Duck Hook (code-named "Pruning Knife" by the military) was the White House code-name of an operation President Richard Nixon had threatened to unleash against North Vietnam during the Vietnam War, if North Vietnam did not yield to Washington's terms at the Paris peace negotiations. Duck Hook called for the possible-nuclear bombing of military and economic targets in and around Hanoi, the mining of Haiphong harbor and other ports, saturation bombing of Hanoi and Haiphong, the bombing of dikes to destroy the food supply of much of the population of North Vietnam, air strikes against North Vietnam's northeast line of communications as well as passes and bridges at the Chinese border, and air and ground attacks on other targets throughout Vietnam.

==Nuclear weapons==
US government documents later declassified reveal that nuclear weapons were considered for Operation Duck Hook. An attachment to a memo from US National Security Advisor Henry Kissinger to Nixon asked, "Should we be prepared to use nuclear weapons?" The memo warned that "Since we cannot confidently predict the exact point at which Hanoi could be likely to respond positively, we must be prepared to play out whatever string necessary." Kissinger's memo also stated that "To achieve its full effect on Hanoi's thinking, the action must be brutal." [emphasis in original]

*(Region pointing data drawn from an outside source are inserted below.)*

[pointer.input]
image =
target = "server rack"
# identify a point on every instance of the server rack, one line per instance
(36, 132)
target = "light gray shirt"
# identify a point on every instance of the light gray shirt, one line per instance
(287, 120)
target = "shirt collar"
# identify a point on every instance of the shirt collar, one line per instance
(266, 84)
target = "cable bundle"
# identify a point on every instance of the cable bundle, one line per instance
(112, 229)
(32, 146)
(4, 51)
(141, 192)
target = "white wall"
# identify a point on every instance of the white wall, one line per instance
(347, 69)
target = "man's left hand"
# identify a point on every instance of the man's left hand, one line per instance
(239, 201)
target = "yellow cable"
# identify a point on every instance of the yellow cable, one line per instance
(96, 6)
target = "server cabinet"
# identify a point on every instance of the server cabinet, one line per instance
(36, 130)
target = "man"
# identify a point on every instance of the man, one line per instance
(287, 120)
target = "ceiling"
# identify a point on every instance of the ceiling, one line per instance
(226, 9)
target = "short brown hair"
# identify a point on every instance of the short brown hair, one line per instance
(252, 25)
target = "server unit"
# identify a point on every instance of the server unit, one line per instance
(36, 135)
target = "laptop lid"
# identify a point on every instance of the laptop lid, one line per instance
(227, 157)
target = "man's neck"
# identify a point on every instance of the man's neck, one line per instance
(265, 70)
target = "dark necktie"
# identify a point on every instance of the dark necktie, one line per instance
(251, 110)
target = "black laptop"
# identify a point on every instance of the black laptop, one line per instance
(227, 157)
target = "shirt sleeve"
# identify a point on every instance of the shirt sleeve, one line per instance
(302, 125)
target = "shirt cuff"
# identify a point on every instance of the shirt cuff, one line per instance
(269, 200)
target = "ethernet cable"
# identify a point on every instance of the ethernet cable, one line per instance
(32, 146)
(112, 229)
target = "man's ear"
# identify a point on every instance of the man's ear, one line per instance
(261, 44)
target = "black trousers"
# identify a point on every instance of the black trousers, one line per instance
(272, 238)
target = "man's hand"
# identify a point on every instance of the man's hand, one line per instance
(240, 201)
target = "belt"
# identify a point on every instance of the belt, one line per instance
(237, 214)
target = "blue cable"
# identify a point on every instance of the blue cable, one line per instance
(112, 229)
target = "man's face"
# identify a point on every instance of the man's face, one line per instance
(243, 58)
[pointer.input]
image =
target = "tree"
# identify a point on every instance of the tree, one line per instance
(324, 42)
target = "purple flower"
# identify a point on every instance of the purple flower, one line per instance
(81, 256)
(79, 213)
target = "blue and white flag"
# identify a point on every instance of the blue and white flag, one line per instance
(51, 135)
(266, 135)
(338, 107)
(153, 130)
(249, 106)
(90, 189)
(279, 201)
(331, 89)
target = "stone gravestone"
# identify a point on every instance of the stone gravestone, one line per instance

A few days earlier, a document from two of Kissinger's aides, Roger Morris and Anthony Lake, stated that the President must be prepared "to decide beforehand, the fateful question of how far we will go. He cannot, for example, confront the issue of using tactical nuclear weapons in the midst of the exercise. He must be prepared to play out whatever string necessary in this case."

==The ultimatum==
In a secret Paris meeting in early August 1969, Kissinger presented to the Vietnamese the US ultimatum to unleash what the US secretly called Duck Hook: "If by November 1 no major progress has been made toward a solution, we will be compelled—with great reluctance—to take measures of the greatest consequence."

==Abandoned==
By October 17, Kissinger recommended against carrying out Operation Duck Hook. On 1 November 1969, Nixon himself decided to abandon it. This was reportedly because:

- there were reservations about Duck Hook's potential effectiveness;
- public support for the war continued to decline;
- there were signs of political slippage; and
- Defense Secretary Melvin Laird and Secretary of State William P. Rogers opposed military escalation.

At the same time that he cancelled Duck Hook, it seems that Nixon embarked on a new strategy to start a "series of increased [nuclear] alert measures designed to convey to the Soviets an increasing readiness by U.S. strategic forces," according to Kissinger aide Alexander Haig.